Election year move by business men puts city council on defensive about Trinidad’s high electric rates
by Bill Knowles
TRINIDAD — Steve Bolton and Tom Murphy have proposed the city take some of its marijuana excise tax revenues and use it to reduce electric utility rates for its customers. Trinidad’s electric rates are some of the highest of 171 Colorado municipalities.
According to Murphy, the community’s electric bill as a whole is placed between $5 million to $7 million a month. Using the formula provided in the body of the petition, funding from the marijuana excise tax could lower electric bills by one third to one half. The excise tax revenues are set at $25 a pound on marijuana sold outside the city.
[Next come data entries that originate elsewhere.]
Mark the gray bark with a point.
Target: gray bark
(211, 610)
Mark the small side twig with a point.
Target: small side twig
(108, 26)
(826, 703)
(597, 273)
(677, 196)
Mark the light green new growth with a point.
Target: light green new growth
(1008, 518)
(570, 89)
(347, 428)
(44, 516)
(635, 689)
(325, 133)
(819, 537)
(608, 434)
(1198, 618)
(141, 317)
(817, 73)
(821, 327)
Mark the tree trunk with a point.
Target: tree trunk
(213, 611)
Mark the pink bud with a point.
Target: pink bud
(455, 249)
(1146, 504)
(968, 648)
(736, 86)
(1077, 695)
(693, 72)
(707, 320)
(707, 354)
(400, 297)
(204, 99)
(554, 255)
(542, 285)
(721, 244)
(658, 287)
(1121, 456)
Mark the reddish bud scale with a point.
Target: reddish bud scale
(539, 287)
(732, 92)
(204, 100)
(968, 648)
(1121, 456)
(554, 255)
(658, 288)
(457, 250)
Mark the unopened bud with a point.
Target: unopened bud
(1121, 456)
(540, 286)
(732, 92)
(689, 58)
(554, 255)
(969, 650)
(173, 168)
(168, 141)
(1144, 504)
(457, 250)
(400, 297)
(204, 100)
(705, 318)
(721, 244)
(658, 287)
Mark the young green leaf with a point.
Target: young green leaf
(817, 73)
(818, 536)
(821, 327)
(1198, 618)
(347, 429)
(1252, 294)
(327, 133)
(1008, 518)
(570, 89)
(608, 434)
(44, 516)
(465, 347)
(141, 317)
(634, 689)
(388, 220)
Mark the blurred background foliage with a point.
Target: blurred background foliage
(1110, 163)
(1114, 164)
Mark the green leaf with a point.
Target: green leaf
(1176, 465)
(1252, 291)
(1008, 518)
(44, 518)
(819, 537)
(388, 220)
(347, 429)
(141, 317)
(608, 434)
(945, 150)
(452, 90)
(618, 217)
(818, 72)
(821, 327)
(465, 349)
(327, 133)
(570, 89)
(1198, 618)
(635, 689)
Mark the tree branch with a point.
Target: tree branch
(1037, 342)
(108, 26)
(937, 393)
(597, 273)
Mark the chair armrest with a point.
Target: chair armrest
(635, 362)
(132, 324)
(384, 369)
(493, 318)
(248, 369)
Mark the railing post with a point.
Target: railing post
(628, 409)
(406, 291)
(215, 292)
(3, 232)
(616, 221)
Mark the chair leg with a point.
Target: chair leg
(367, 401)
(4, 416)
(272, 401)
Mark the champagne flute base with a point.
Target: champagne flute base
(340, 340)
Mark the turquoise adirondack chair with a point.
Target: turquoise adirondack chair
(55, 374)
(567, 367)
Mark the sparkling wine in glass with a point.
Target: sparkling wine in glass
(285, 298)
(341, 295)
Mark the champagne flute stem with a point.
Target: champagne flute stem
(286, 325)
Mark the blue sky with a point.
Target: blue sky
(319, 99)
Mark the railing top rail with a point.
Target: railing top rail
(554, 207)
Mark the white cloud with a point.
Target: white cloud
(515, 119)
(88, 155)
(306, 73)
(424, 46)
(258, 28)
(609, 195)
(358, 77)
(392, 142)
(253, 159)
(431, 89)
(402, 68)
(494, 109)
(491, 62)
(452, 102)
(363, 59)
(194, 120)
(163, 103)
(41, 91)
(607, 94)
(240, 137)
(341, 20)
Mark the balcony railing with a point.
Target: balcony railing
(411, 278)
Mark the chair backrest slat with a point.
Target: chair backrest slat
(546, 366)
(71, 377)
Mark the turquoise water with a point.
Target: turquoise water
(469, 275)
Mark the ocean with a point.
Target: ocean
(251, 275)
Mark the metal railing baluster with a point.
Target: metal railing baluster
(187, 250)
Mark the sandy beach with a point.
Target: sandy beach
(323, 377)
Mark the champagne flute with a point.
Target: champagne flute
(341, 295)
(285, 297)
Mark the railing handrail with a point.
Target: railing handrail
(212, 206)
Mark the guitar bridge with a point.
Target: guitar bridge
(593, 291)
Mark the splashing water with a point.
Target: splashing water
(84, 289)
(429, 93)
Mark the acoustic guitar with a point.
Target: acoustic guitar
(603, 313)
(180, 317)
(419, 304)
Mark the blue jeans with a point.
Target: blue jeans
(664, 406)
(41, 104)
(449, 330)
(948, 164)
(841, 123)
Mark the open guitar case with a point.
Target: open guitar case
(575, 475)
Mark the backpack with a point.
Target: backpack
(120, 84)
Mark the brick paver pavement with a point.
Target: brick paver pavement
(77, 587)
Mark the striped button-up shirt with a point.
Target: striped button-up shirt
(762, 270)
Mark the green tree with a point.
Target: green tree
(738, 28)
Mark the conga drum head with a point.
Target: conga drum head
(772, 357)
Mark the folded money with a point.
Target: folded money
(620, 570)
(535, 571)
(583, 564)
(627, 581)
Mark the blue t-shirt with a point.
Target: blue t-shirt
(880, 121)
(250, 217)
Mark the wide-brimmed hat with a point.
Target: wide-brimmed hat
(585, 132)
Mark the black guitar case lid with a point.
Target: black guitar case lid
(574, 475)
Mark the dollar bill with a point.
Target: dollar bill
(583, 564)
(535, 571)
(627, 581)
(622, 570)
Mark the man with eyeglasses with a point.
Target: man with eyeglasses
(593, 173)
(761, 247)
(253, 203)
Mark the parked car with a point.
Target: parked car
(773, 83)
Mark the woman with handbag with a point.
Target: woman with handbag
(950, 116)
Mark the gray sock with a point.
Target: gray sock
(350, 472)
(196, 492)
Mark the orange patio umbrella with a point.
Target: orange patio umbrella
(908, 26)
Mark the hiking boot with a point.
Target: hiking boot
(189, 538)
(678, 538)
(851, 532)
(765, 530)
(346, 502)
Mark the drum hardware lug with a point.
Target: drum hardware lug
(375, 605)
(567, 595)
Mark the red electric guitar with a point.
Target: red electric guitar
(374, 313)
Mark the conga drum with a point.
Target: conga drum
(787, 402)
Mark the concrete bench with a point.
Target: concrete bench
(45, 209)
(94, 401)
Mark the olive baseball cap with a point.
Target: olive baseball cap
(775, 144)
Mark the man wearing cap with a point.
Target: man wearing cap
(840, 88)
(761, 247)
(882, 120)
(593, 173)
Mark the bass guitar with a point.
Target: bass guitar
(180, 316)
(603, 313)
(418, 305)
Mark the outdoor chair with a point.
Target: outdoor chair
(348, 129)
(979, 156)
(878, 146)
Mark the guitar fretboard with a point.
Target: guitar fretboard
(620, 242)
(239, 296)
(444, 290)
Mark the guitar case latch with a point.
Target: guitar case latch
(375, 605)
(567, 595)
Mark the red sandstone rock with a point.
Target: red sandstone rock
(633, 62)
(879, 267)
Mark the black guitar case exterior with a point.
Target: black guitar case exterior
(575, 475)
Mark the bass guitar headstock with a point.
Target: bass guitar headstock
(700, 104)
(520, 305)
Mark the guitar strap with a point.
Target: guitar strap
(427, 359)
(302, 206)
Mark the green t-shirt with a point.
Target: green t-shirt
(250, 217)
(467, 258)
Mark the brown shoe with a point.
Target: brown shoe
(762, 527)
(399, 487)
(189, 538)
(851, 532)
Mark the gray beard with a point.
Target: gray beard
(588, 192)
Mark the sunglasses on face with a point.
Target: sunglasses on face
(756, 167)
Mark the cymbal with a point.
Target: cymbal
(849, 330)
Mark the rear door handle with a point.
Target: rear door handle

The reason for the high rates, according to Murphy, was surmised by council member Michelle Miles after her appointment in October 2012 to the city council. “It’s a slam-dunk for me, it’s ARPA,” Miles said concerning the high rates during her 2012 presentation to the city council. “Rates are two to three times what they should be…we have the highest base rates in the nation… at this point ARPA can’t be fixed.” Since then Miles has been appointed to the ARPA (Arkansas River Power Authority) board of directors to represent the city.
During Bolton’s presentation he addressed the section from the city’s charter concerning citizen initiatives. Twice they attempted to present the city with an initiative the current city council has shot down. “There is nothing in the petition or the initiative that violates the city charter,” Bolton said.
City Attorney Les Downs sees it otherwise. “I have talked with four other attorneys and they all agree that isn’t the language of the charter,” Downs said. The contested piece of the Home Rule Municipal Charter is section 5.18 under the section dealing with initiatives. Downs sees that section as saying that “an ordinance pertaining to appropriations for the function of the city” is not allowed. The argument revolves around the definition of “appropriations.”
Bolton doesn’t see the tax as an appropriation. No money has been collected, and the city council hasn’t voted to appropriate anything.
The petition itself states that all proceeds collected from the sale of marijuana sold outside the city be applied to subsidizing the high electric rates charged to the city’s residents.
The city balked at the idea, saying it would be bad policy to commit any future city council to assign the funds to a certain idea and could deny needed revenues for other expenditures.
Miles, who is running for another term on the city council, said she supports the idea in principal but it leaves a lot to be desired. “I can’t say how much of the revenue should be devoted to this idea. It would be a mistake to make such a commitment during an election year when the composition of the new council is yet still unknown.”